Admittedly, Australia’s preparations have not been free of disruption either. Several Women’s National Cricket League matches had to be canceled due to the rapid spread of Omicron, leaving a number of their best players with little playing time since the WBBL ended in November. While Jess Jonassen (leg injury), Rachael Haynes and Megan Schutt (both on parental leave) return to the side after a long absence, the squad is far from full strength.

Frontline bowlers Sophie Molineux and Georgia Wareham are out with injuries, and the decision to bring in Alana King as a play-spin cover instead of Amanda-Jade Wellington has raised eyebrows. Alyssa Healy is recovering from an elbow injury and a disastrous loss of form at the back of the WBBL.

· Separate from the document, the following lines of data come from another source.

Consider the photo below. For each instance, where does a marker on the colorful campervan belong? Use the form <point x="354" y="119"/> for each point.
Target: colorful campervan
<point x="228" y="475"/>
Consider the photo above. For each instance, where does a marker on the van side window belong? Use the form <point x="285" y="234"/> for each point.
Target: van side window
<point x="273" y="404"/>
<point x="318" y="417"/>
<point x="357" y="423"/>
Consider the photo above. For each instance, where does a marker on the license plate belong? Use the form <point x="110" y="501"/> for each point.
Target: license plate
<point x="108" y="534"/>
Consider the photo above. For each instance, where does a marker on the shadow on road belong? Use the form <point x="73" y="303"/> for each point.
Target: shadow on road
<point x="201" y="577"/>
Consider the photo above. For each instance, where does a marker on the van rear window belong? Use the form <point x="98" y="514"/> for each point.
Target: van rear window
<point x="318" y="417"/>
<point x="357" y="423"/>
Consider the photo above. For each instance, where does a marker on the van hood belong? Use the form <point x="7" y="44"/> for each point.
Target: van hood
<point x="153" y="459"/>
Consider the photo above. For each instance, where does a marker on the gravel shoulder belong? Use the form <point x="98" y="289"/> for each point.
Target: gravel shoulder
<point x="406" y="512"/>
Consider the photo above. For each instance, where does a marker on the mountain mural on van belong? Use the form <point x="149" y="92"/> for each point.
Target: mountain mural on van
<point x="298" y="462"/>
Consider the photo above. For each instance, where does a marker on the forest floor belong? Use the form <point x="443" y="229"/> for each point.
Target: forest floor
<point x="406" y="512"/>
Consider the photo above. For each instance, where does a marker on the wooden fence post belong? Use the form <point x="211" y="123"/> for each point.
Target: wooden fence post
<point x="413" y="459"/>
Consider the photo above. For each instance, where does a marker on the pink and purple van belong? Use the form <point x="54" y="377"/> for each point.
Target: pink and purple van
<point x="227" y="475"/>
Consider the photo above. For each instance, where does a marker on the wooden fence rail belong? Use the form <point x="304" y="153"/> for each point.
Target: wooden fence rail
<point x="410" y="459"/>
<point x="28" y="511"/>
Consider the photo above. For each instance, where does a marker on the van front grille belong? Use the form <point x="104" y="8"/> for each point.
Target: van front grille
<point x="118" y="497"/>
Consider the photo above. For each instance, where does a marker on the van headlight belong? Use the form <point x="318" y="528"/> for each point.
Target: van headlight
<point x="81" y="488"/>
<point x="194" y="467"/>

Ellyse Perry's arrival in Adelaide was delayed by a positive Covid test.
Ellyse Perry’s arrival in Adelaide was delayed by a positive Covid test. Photo: Mark Brake / Getty Images

The latest, most serious, blow happened on Tuesday: the news came that Beth Mooney, Australia’s most important blow player in form and leading WBBL race scorer, suffered a broken jaw during training and needs surgery. The Australian camp suggests she may still be in shape by the end of the series, but that feels instinctively unlikely given the nature of the injury.

The perpetual threat of a Covid eruption hangs over the series. Both sides have already been affected, despite severe restrictions on socializing: a member of England’s support staff tested positive on Friday. Ellyse Perry’s arrival in Adelaide to join her teammates was also delayed by a Covid scare, although her positive PCR test later turned out to be the result of a previous, asymptomatic infection, and she has been approved to join. the team.

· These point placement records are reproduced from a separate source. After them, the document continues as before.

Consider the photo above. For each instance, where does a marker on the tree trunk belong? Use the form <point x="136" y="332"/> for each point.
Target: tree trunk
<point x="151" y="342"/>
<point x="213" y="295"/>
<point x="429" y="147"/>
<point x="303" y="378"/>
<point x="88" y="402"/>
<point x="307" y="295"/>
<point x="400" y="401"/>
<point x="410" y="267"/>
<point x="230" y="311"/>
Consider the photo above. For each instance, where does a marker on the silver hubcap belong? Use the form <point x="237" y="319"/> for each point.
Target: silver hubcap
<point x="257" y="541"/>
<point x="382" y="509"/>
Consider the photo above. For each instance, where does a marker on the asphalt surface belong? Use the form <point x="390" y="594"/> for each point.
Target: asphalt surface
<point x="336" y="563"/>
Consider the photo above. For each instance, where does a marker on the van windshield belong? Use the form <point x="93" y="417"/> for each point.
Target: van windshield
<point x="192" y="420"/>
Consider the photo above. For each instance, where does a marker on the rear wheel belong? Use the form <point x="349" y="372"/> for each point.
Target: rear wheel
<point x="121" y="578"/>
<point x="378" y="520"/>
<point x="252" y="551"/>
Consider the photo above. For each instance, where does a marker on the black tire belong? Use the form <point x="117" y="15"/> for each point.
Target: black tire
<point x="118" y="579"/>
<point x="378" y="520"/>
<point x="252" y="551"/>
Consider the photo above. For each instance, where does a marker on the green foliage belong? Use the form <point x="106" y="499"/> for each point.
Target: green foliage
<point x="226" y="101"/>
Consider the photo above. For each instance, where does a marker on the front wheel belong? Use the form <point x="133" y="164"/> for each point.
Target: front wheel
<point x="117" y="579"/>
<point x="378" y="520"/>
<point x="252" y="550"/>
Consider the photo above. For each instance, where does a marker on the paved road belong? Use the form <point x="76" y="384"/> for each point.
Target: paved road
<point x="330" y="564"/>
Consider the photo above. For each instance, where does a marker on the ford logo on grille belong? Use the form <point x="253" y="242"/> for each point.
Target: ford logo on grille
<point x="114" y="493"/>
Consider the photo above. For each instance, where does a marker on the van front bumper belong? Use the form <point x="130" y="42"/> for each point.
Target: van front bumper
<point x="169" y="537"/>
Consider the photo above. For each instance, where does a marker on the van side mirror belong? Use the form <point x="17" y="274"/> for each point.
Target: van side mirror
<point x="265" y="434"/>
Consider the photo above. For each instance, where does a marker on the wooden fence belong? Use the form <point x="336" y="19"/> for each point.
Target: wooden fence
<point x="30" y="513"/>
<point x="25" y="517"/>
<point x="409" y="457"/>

The challenge Covid poses for players’ mental health should not be overlooked either. An Ashes series is always accompanied by extra scrutiny, but the intensity of this tour – which will be immediately followed by a 10-day quarantine in New Zealand before the World Cup – has to take its toll.

“What I’ve learned on this trip with Covid is that everyone’s bucket gets full at different times and you can not pick it,” Keightley said. “One day you think they’s okay and you talk to them two days later and they do not. It’s a challenge to support teams and be an athlete for the last 18 months.” Over the next few weeks, the match is likely to be fought both off and on the field.